7. Latih Kami Juga

59 6 0
                                    

Pagi yang cerah setelah kejadian kemarin, aku masih merasa bersalah.

"Selamat pagi, Ayato." Leen seperti biasa menungguku di luar asrama.
"Pagi juga, Leen." Balasku sambil menyelempangkan tas dan pedangku ke belakang punggung.
"Terimakasih atas payungnya kemarin, dan maaf." Ucapku sambil menyerahkan payung biru kepada Leen.
"Tidak apa-apa, jangan terlalu dipikirkan." Leen mengambil payung biru itu, wajahnya terlihat memerah.
"Kau baik-baik saja Leen? Mukamu memerah..." Leen terkejut.
"Eh? Y-Ya aku baik-baik saja." Aku bingung dengan sikapnya itu.
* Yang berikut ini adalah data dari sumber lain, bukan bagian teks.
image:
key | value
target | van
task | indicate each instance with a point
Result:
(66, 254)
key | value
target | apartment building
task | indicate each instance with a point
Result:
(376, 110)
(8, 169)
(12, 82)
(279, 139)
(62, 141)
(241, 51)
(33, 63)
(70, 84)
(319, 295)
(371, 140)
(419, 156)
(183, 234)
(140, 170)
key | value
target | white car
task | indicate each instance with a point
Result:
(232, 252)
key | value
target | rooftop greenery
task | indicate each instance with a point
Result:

Kami berdua berjalan bersama ke sekolah dan datang satu gadis lagi.
"Sepasang sedang kekasih berjalan bersama..." itu adalah Mashiro.
"Mashiro?!" Leen terkejut melihat Mashiro.
"Sambutan yang kurang baik..." ucapku.
"Apa yang sedang kau lakukan, Mashiro?" Tanya Leen.
"Tidak ada yang khusus, aku hanya ingin menemani Ayato."
"Menemani?" Tanyaku.
"Aku menolak..." aku terkejut mendengar perkataan Leen.
"Ada apa? Kenapa kau menolak?" Tanya Mashiro.
"Dengar, ini adalah tanggung jawabku, jadi kau tidak perlu menemaninya."
"Tanggung jawabmu? Itu berarti juga tanggung jawabku."
"Heh?" Leen terkejut.
"Petinggi gadis yang dikalahkan harus menjaga orang yang mengalahkannya kan?"
"Geez..." Leen kesal.

Aku berjalan meninggalkan mereka.
"Pagi-pagi sudah ada yang begitu..." keluhku dalam hati, lalu datang lagi si Rena dan loli yang kemarin kukalahkan.
"Selamat pagi Ayato..."
"Pagi juga..." ucapku malas.
"Ada apa? Kau terlihat lemas?" Tanya Rena.
"Tentu saja karena dia itu malas, senior Rena."
"Malas? Benarkah?"
"Tentu saja senior Rena, para laki-laki itu pasti malas seperti dia..." tidak salah sebenarnya.
"Itu karena kami sudah dewasa, dan juga kau masih kecil, loli." Dia tampak kesal, Leen dan Mashiro pun datang.
"Ada apa Ayato?"
"Aku bukan loli, dan aku juga sudah dewasa."
"Dewasa apanya? Dadamu saja masih rata..."
"Eh?"
"Eh?"
"Eh?" Semua mata tertuju pada dada Yuna.
"Hyaah!!" Yuna menutupi dadanya.
"Rata..."

Pelajaran pun dimulai, dan kebetulan kelasku dapat pelajaran olahraga pertama.
"Kapten! Olahraga apa kali ini?"
"Kita akan belajar bertarung..."
"Bertarung?!" Semua siswa terkejut.
"Melawan siapa kapten?"
"Lawannya adalah aku..."
"Eh?!!!!" Semua orang terkejut.
"Tapi kapten..."
"Jika kalian bukan laki-laki, kalian boleh tidak melawanku." Ucapku, semua langsung diam.
"Ada yang bukan laki-laki?" Tanyaku lagi, mereka tidak menjawab.
"Baiklah, lawan aku dengan cara apapun, waktu kalian 15 menit untuk mengalahkanku." Aku memegang timer. Para siswa laki-laki menyiapkan kuda-kuda mereka.
"Siap.... mulai!" Semua siswa laki-laki menyerangku bersamaan.
"15 menit? Mudah..." batinku.

15 menit kemudian...

Semua siswa laki-laki terbaring kelelahan dan kesakitan.
"Kalian sudah menyerah?" Tanyaku.
"S-Sudah kapten..."
"Kami sudah tidak kuat lagi..." mereka semua mengeluh.
"Kalian semua berdiri, aku akan mengajarkan kalian teknik bertarung dan menangkisnya." Ucapku. Mereka kuajarkan menyerang, menangkis dan menghindar.
"Baiklah, kalian boleh istirahat dan ingat, olahraga dan latih terus apa yang aku ajarkan."
"Baik kapten!!" Pelajaran kembali berlanjut dengan keadaan normal, jam pulang pun tiba....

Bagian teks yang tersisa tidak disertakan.